Joinery is defined as any method of taking two distinct timbers and assembling them into a whole. The great thing about timber framing is that it requires no nails; just wooden pegs holding the timbers in place. This allows for a stunning aesthetic in your home. There are several different ways that timbers can be joined together. The following is a basic guide to the types of joints that go into making a timber frame home.

The most common type of joint is known as a “mortise and tenon” joint and most other joints are just variations of this joint.

Some Basics of Joinery:

Girt to Post – The post that stands upright is attached to the girt, which runs perpendicular to the post. They are connected with a mortise and tenon joint.
Kneebrace – whenever an important beam is meeting a post, a kneebrace is added. This creates a triangle which provides more strength to the structure.
Stopped-Splayed Wedged Scarf – This type of joinery is used to connect two smaller beams into one larger one.
Spline – This joinery is used when two different girts are coming together at the same post from different sides. Since one mortise and tenon joint would not be strong enough to support the two girts, this joint is added to provide tensile strength.

Timber frame homes are built to last. Many homes have survived through several generations. So what makes timber frames so strong? Timber frames have the ability to withstand different types of stress, including compression, tension, bending, and deflection.

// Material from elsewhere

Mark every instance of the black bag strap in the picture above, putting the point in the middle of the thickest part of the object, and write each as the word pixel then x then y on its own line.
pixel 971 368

Carefully selected pieces of timber are connected together in harmony to create a strong, durable structure for the home. Whether it's a simple barn home or an elaborate mansion, timber frame homes combine history with modern technology for long-lasting results.

Want to know how timber frames will withstand the elements in your neck of the woods? Contact Woodhouse today to speak with one of our experienced specialists. 800.227.4311.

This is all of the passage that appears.